1948: Siphonospora from cancer tissue
In Germany in 1948 Von Brehmer published his work on an organism which he named Siphonospora polymorphs that he claimed caused cancer. He had published earlier (1934) on this organism, which he had cultured from human blood. He found that this organism parasitised epithelial cells as well as erythrocytes and leucocytes. Von Brehmer developed a therapy that involved the use of pooled cultures of Siphonospora isolated from several different types of neoplasm.
1952: Pleomorphic studies of micromyces
From more than 1000 samples of tumour tissue, blood and ascites fluids of cancerous patients, Franz Gerlach (1952) isolated a pleomorphic, filter passing organism that he called Micromyces blastogenes. He later renamed this organism Micromyces universalis innatus and regarded it as a micro fungus. Again this organism was filterable (able to pass through a fine filter). One of the stages in its life cycle resembled a Mycoplasma like organism.
Gerlach produced a ‘polyvalent’ vaccine by passing the organism through numerous passages of culture media. He claimed his vaccine stopped the growth of cancers enabling many patients to go into remission, without side effects (Gerlach 1961).
1955: Cancer ‘virus’ extracted from 1000 cancers
Dr John E Gregory published the last edition of his book Pathogenesis of Cancer in 1955. In it he described finding cell wall deficient forms which he referred to as a cancer virus, extracted from tissue samples of 1000 human cancers.
In total he examined 31 types of cancers and found the virus to be present in all but eight of the 1000 samples. The negative results were found in five Hodgkin’s blood cultures, although he obtained positive cultures from 10 lymph nodes of Hodgkin’s patients. He could not culture the virus from two lymphosarcoma patients’ blood cultures, but had positive results from five other patients with the same disease.

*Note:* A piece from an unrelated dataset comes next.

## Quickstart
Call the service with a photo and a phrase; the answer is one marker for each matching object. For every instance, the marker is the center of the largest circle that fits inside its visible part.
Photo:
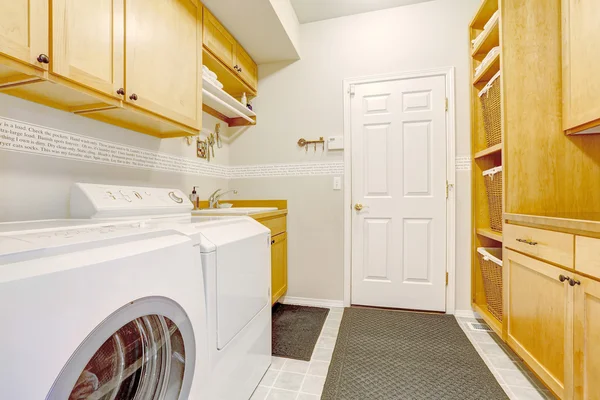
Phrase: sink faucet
(213, 200)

Gregory produced a culture from malignant melanoma which he injected into mice and baby chickens: 25% of the injected animals developed cancers. These included cancers of the ovary, adrenal gland, breast and stomach, spindle cell sarcoma, myosarcoma and leukaemia. His control group, which was larger than the research group by a factor of ten, developed no malignancies. Gregory found that the virus isolated from the induced cancers was the same as the injectable form and could be re-cultured to again produce the same cancer. Because the types of cancer varied from the original melanoma, he concluded that the inoculations were not cancer cells from the host, but viral forms that induced a cancer.